Since I'm female and you're not, I should think I'm better able to answer questions about how females think than you are.

Maximum irony. On the previous pages of the thread you claim to be better able to answer questions about how guys think. Oh they're just being nice because they're nice people, I'll believe what doesn't make me sound bad.
 
So many posts on this type of topic boil down to the essential question at the crux of the issue:
How do I get a girlfriend?

How many threads or posts have to be made in reply that ask:
Have you asked a girl out yet?
before it's finally driven home that this question answers your question and solves your problem.
 
I fail to see how finding a girlfriend is a relevant problem at all.
 
I fail to see how finding a girlfriend is a relevant problem at all.

And I fail to see how any mature male could possibly be a Ponyist. But some seem to be, just as a huge amount of people want girlfriends.
 
Yes surly. Hand her the power and 'hope' she wont misuse it. I have a lifetime of observation and experience that says - DONT DO THAT.

Ever been hit on by one of your friends wives? Its a BIG wake up call about how things in the world simply dont work the way they should.

Nope, I have not. Perhaps I pick smarter friends than you?
 
So asking for a date isn't the problem - it's what you hope will happen after, right? Sorry, there's no absolute answer to that. Asking her how she feels is never wrong, in my opinion. It can be awkward, but as long as you're sincere and respectful (and she is too, btw), the situation should work out.
Exactly... Anyway, I'll get somewhere (or not) with it eventually, I'm not trying to to hijack this into a "girl on the bus" style thread by any means. Just making the point that it's easy to find yourself in these kinds of things, even if you don't fall into a "nice guy" stereotype etc. Things are always complicated.

this post is for men.....

This is serious advice. As such it will be ignored, I am certain. That doesnt make it invalid. Just unpopular.
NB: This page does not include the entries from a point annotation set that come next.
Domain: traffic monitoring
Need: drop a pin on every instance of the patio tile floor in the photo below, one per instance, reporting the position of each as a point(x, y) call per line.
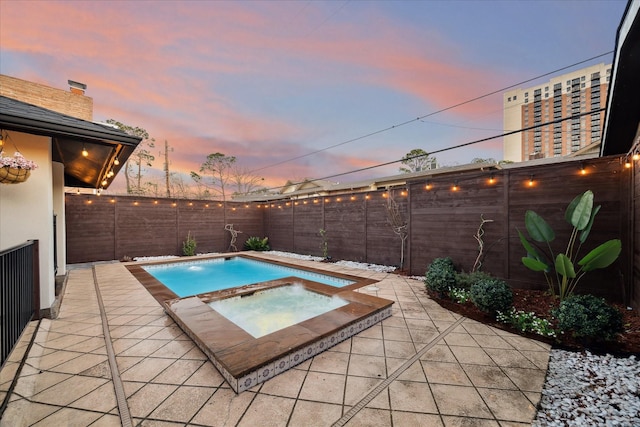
point(422, 366)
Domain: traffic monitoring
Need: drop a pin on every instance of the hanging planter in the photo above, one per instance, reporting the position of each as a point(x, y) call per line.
point(16, 169)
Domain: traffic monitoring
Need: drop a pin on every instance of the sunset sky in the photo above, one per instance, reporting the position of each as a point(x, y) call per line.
point(320, 82)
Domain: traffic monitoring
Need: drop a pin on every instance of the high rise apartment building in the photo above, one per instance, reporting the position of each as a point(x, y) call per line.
point(577, 96)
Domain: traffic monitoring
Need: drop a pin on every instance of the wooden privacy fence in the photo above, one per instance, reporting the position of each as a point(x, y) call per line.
point(442, 221)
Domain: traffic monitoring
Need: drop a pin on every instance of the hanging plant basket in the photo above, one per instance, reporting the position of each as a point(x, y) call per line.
point(16, 169)
point(10, 175)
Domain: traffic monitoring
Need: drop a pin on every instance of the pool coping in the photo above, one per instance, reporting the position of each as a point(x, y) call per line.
point(162, 294)
point(245, 361)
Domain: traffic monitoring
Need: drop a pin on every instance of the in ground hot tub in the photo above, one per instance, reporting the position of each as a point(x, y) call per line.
point(250, 352)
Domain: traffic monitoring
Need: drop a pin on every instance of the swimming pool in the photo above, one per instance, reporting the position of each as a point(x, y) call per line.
point(209, 275)
point(245, 359)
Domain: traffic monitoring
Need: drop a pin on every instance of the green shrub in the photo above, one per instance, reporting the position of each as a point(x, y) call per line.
point(491, 295)
point(459, 295)
point(189, 246)
point(589, 317)
point(527, 322)
point(441, 275)
point(257, 244)
point(465, 280)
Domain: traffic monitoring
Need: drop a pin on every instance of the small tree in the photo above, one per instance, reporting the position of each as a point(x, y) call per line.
point(141, 157)
point(398, 223)
point(219, 168)
point(560, 270)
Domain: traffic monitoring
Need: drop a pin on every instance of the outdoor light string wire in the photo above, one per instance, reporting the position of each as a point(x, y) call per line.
point(428, 115)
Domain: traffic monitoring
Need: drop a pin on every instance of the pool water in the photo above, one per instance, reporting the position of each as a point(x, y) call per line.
point(197, 277)
point(265, 312)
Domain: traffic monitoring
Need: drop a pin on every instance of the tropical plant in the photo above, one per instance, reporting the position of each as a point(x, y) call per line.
point(441, 275)
point(189, 245)
point(559, 270)
point(257, 244)
point(491, 295)
point(417, 160)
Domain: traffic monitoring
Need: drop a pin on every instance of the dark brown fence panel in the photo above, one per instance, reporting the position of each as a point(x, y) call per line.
point(554, 186)
point(205, 221)
point(308, 221)
point(445, 220)
point(90, 228)
point(107, 228)
point(279, 227)
point(383, 246)
point(146, 227)
point(247, 219)
point(442, 222)
point(344, 223)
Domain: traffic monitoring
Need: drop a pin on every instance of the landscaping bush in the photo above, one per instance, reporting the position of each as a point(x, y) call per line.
point(189, 246)
point(588, 317)
point(441, 275)
point(466, 280)
point(257, 244)
point(491, 295)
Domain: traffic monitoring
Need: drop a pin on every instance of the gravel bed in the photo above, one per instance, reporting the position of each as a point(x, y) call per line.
point(583, 389)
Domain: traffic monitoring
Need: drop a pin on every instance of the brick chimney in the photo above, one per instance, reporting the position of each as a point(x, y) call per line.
point(76, 87)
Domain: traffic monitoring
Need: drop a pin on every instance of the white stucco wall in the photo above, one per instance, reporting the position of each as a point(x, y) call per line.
point(26, 209)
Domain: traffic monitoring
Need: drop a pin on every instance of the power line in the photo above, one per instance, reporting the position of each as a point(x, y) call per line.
point(429, 114)
point(477, 141)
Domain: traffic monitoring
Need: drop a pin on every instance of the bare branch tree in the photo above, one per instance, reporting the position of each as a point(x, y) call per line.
point(141, 157)
point(397, 222)
point(478, 236)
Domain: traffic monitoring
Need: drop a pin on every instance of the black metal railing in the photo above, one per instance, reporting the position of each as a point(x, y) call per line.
point(19, 293)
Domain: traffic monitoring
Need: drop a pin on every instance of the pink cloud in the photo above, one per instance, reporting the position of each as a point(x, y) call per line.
point(164, 69)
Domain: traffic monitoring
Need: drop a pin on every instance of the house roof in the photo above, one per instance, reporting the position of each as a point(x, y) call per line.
point(104, 143)
point(621, 130)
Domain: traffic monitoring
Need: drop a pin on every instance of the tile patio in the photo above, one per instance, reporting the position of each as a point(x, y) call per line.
point(114, 357)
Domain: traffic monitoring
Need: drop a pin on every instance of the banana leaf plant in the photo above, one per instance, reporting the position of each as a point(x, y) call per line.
point(561, 271)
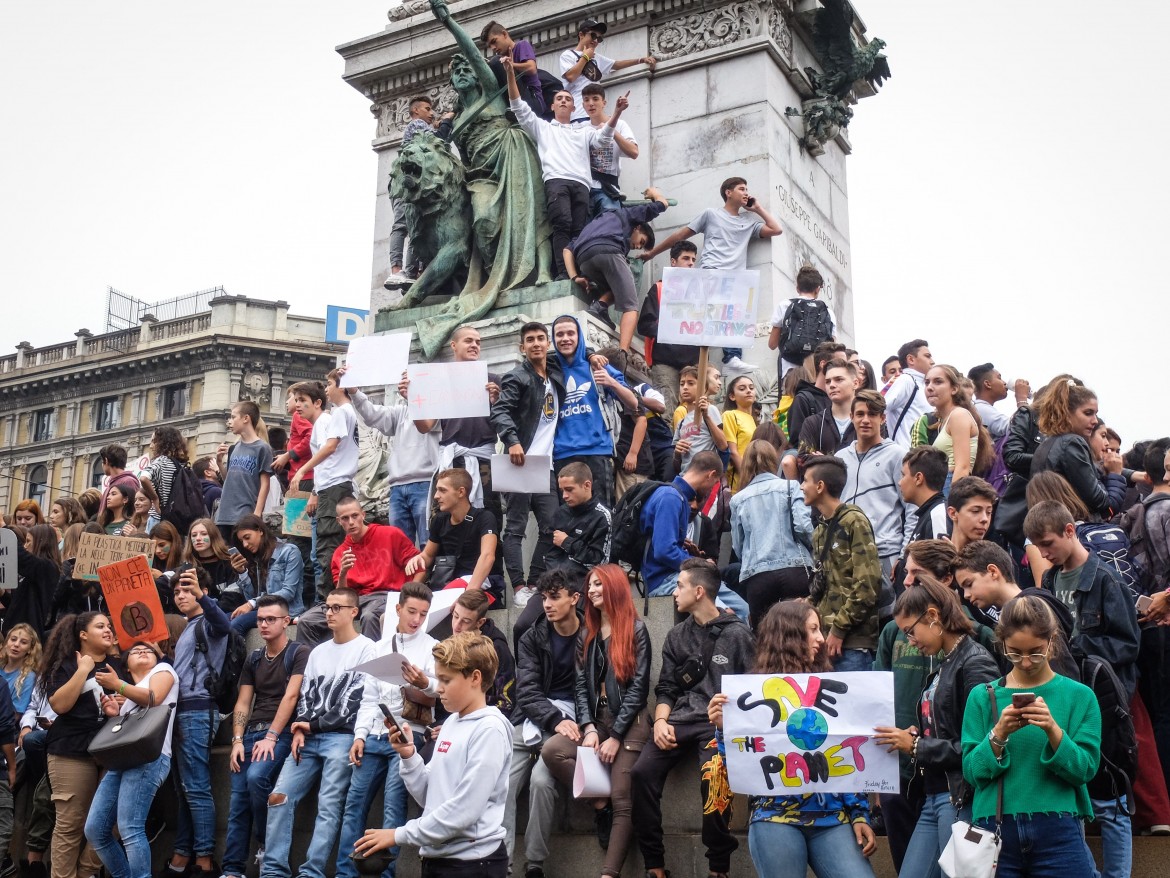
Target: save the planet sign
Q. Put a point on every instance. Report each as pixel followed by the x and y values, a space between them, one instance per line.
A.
pixel 793 734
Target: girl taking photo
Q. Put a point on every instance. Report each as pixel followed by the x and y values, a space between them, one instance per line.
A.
pixel 1040 736
pixel 931 617
pixel 76 651
pixel 275 567
pixel 786 835
pixel 124 796
pixel 613 681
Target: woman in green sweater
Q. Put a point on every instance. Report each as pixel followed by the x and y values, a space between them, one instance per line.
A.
pixel 1044 752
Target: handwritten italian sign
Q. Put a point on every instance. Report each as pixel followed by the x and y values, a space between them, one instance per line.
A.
pixel 809 733
pixel 135 606
pixel 448 390
pixel 97 549
pixel 708 306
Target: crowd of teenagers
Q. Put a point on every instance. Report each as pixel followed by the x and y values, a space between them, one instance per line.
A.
pixel 1010 569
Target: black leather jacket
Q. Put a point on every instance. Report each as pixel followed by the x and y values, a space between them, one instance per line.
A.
pixel 516 413
pixel 626 700
pixel 964 670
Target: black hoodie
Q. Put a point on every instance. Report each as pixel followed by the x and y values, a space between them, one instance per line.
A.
pixel 734 653
pixel 587 542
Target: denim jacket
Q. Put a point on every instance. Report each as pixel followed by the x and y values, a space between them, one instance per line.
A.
pixel 284 577
pixel 764 514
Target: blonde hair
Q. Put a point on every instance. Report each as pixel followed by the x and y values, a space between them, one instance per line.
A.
pixel 468 652
pixel 32 659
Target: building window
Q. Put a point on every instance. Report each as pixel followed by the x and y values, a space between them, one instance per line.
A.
pixel 107 417
pixel 174 400
pixel 42 425
pixel 39 484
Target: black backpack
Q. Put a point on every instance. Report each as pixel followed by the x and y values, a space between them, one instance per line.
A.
pixel 186 500
pixel 628 542
pixel 222 683
pixel 806 324
pixel 1119 741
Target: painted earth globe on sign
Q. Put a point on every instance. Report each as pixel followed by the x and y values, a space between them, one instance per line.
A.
pixel 807 728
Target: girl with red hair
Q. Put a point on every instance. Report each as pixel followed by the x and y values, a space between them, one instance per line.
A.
pixel 613 681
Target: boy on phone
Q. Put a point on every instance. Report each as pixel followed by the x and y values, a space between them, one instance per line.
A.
pixel 463 788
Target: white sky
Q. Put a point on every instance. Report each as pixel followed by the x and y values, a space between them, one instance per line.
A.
pixel 1005 192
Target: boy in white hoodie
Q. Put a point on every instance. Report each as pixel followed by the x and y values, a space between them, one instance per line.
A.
pixel 463 789
pixel 372 756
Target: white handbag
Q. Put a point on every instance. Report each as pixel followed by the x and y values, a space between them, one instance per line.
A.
pixel 974 852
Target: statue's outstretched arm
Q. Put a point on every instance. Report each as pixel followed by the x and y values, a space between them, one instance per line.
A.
pixel 466 45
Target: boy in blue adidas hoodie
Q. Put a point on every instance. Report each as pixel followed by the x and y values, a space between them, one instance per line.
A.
pixel 582 432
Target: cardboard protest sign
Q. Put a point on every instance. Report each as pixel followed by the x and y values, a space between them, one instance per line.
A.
pixel 377 359
pixel 448 390
pixel 796 734
pixel 97 549
pixel 135 606
pixel 708 306
pixel 297 521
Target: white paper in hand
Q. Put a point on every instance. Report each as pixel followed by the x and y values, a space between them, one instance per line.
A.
pixel 591 776
pixel 532 478
pixel 377 361
pixel 387 669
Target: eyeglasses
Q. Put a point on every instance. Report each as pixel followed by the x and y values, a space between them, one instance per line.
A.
pixel 1036 658
pixel 909 631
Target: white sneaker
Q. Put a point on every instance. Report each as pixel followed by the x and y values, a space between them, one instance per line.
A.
pixel 397 281
pixel 522 595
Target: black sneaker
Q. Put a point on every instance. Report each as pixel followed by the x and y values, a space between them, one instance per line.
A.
pixel 603 820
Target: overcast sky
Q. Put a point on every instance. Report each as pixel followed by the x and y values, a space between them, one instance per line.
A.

When playing with the fire (ie trying to get the attention of women)

There are a few tactics that you should use:

1) Learn to think like a woman. Would you date yourself? Would you even like yourself?
If so, then WHY? The answers are not always comforting.

2) What do you offer a/any women. You see that often overlooked point actually matters to WOMEN.

3) No matter how hard you try, you will NEVER be the center of her universe. Stop assuming you are.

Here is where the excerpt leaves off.